Growth factors can protect B-chronic lymphocytic leukaemia cells against programmed cell death without stimulating proliferation.

The proliferation and survival of B-chronic lymphocytic leukaemia (B-CLL) cells may be regulated by autocrine growth factor loops. Furthermore, it has been suggested the reduction in lymphocytosis following therapy with interferon-alpha may be associated with the interruption of autocrine growth factor production.
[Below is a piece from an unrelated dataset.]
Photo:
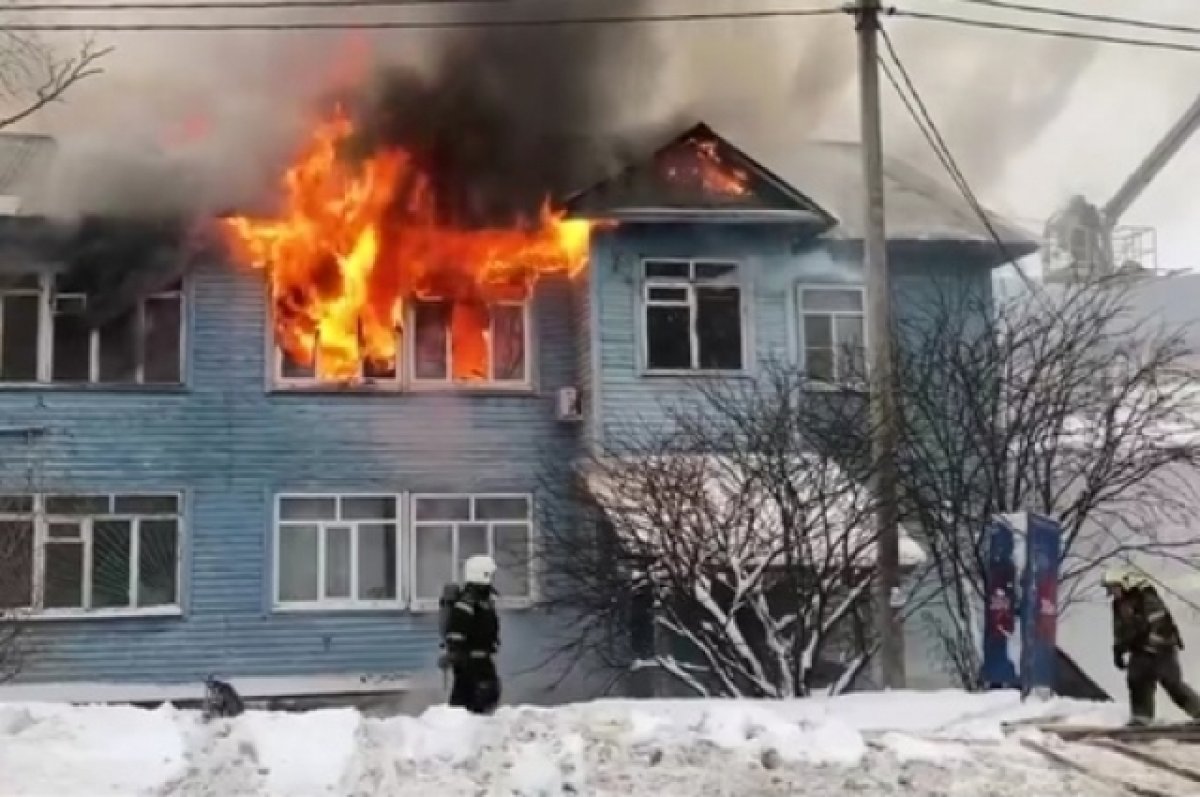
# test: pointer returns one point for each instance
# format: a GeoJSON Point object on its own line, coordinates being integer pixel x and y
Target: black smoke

We have therefore examined the effects of a number of cytokines on the proliferation of B-CLL cells, and also on the regulation of programmed cell death, and the role of interferon-alpha in these systems. In the ten patients studied, neither interferon-alpha alone or together with either interferon-gamma, IL1, IL4, IL6, TNF, or serum containing high levels of soluble CD23 was able to induce proliferation of B-CLL cells. Incubation with TPA or IL2 resulted in variable proliferative responses. Co-incubation with interferon-alpha enhanced TPA-induced proliferation in 4 cases, but reduced IL2-induced proliferation in all cases studied. In contrast, all the cytokines studied were able to protect B-CLL cells against programmed cell death, both spontaneous and that induced by hydrocortisone, with the exception of TNF. These data suggest a role for interferon-alpha in disrupting autocrine survival pathways rather than inhibiting proliferation.